Putus Cinta
Seorang gadis dengan rambut berwarna coklat gelap, kulit yang sangat putih, juga dagu yang lancip, sedang duduk ditaman Universitas Of Milan, seraya menyeka airmatanya beberapa kali, ia terlihat seperti seseorang yang baru saja kehilangan sesuatu yang berharga.
Air matanya luruh begitu saja, bagaimana tidak jika harapan bahagianya dihancurkan hanya karena seseorang yang baru hadir.
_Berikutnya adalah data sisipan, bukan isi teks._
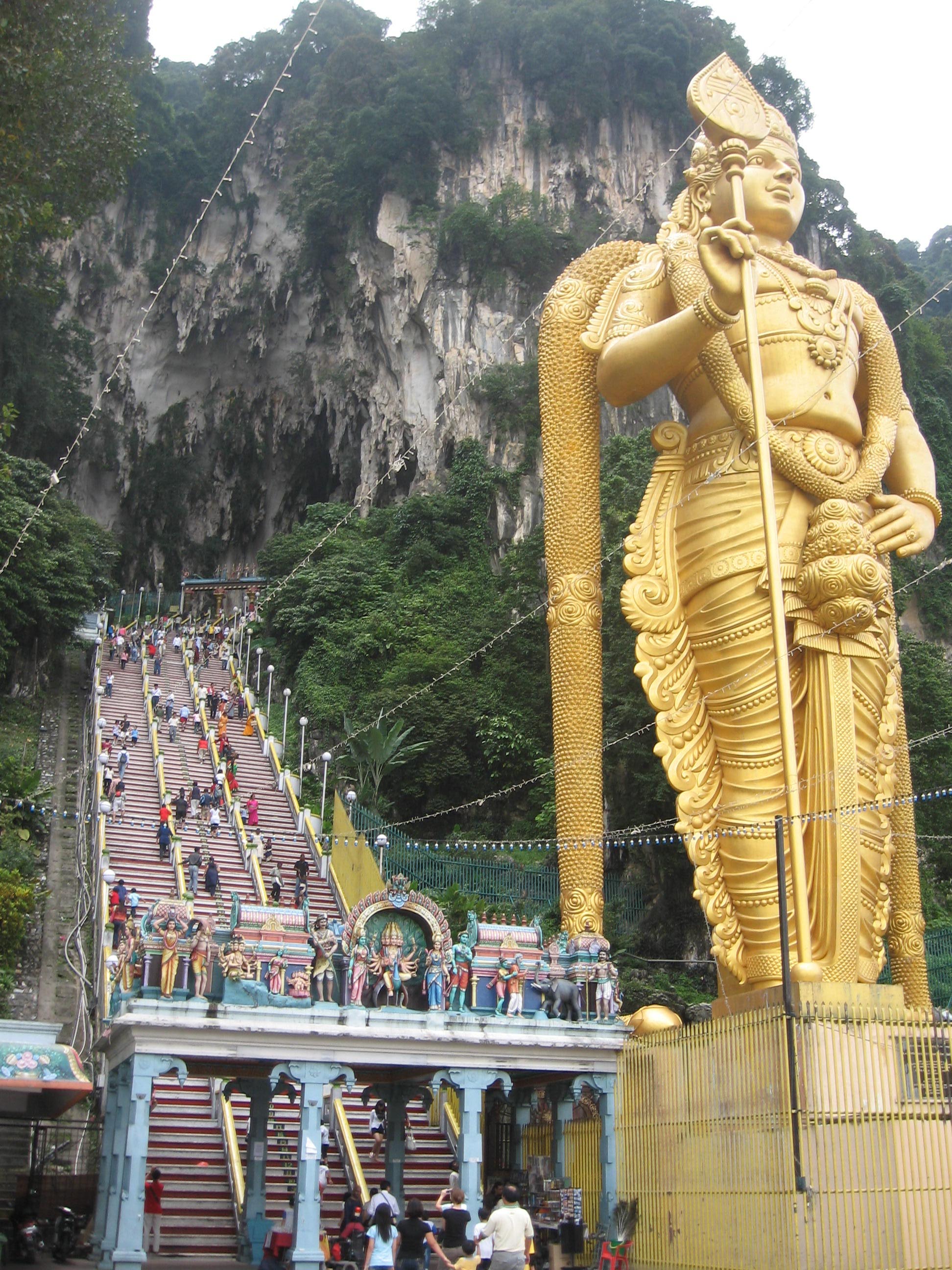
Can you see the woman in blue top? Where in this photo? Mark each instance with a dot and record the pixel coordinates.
(382, 1240)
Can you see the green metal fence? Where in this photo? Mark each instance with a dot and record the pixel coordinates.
(938, 966)
(498, 876)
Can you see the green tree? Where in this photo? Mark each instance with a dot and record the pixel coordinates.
(63, 569)
(67, 132)
(378, 752)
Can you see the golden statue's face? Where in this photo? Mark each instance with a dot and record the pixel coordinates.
(773, 191)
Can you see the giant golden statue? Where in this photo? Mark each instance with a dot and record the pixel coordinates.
(770, 657)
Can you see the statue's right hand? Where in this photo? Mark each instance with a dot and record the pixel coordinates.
(723, 250)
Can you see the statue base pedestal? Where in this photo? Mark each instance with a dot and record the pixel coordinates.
(852, 1174)
(810, 998)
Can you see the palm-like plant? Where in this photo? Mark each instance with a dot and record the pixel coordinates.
(378, 751)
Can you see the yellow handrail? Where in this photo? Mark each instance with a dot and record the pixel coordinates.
(234, 1152)
(353, 1160)
(452, 1109)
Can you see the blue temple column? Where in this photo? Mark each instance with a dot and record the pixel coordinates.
(111, 1166)
(129, 1253)
(564, 1109)
(306, 1247)
(397, 1097)
(106, 1156)
(603, 1085)
(471, 1085)
(254, 1223)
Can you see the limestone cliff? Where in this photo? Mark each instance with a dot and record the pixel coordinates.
(256, 391)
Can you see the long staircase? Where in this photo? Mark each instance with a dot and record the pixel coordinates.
(186, 1137)
(186, 1144)
(185, 764)
(132, 844)
(276, 820)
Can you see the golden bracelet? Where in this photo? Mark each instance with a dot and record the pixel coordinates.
(925, 499)
(710, 314)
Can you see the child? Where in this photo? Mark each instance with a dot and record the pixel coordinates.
(483, 1240)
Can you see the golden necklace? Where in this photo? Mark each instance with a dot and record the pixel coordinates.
(827, 331)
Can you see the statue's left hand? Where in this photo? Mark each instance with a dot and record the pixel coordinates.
(901, 526)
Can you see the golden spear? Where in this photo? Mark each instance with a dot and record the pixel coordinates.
(733, 117)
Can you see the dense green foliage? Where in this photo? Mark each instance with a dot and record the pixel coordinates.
(65, 120)
(400, 597)
(63, 569)
(67, 139)
(22, 831)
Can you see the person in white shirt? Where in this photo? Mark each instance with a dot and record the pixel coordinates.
(384, 1197)
(511, 1230)
(483, 1240)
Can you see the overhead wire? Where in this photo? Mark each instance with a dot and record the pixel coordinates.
(716, 474)
(121, 361)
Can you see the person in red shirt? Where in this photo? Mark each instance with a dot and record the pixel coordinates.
(153, 1220)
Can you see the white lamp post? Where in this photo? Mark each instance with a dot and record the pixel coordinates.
(325, 758)
(285, 730)
(303, 720)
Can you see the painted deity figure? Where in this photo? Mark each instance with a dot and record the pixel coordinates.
(276, 976)
(235, 962)
(325, 945)
(357, 971)
(130, 968)
(393, 967)
(505, 971)
(300, 983)
(460, 971)
(170, 958)
(606, 977)
(854, 482)
(434, 977)
(516, 986)
(202, 958)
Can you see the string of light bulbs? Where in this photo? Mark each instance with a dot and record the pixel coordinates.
(715, 475)
(135, 338)
(400, 460)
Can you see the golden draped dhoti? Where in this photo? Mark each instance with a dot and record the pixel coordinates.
(698, 597)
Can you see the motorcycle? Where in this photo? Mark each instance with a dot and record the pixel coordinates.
(64, 1241)
(26, 1241)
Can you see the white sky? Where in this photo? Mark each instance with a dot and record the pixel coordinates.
(878, 74)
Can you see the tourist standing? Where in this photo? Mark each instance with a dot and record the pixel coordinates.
(381, 1241)
(153, 1219)
(194, 864)
(414, 1236)
(456, 1219)
(303, 868)
(511, 1230)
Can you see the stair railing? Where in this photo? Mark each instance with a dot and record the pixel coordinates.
(159, 764)
(238, 825)
(450, 1118)
(233, 1152)
(344, 1138)
(271, 752)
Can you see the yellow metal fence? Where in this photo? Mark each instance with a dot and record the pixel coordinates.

Wanita itu bernama Evelynda Villia Steward, wanita yang terlahir sangat cantik dan sempurna, namun kecantikan dan kesempurnaan yang ia miliki tidak membuatnya berhasil memiliki cinta yang indah. Selalu saja kisah cintanya berakhir sad dan tidak membahagiakan.
Gadis itu sering dipanggil Villia, wanita cantik yang menjadi model kampus. Villia dari keluarga yang lebih dari cukup yang terbilang cukup mapan. Ia memiliki saudara perempuan yang beda dua tahun dengannya, saudaranya itu bernama Tridy Lily Steward yang kini kuliah di kampus yang sama, namun mereka berbeda jurusan.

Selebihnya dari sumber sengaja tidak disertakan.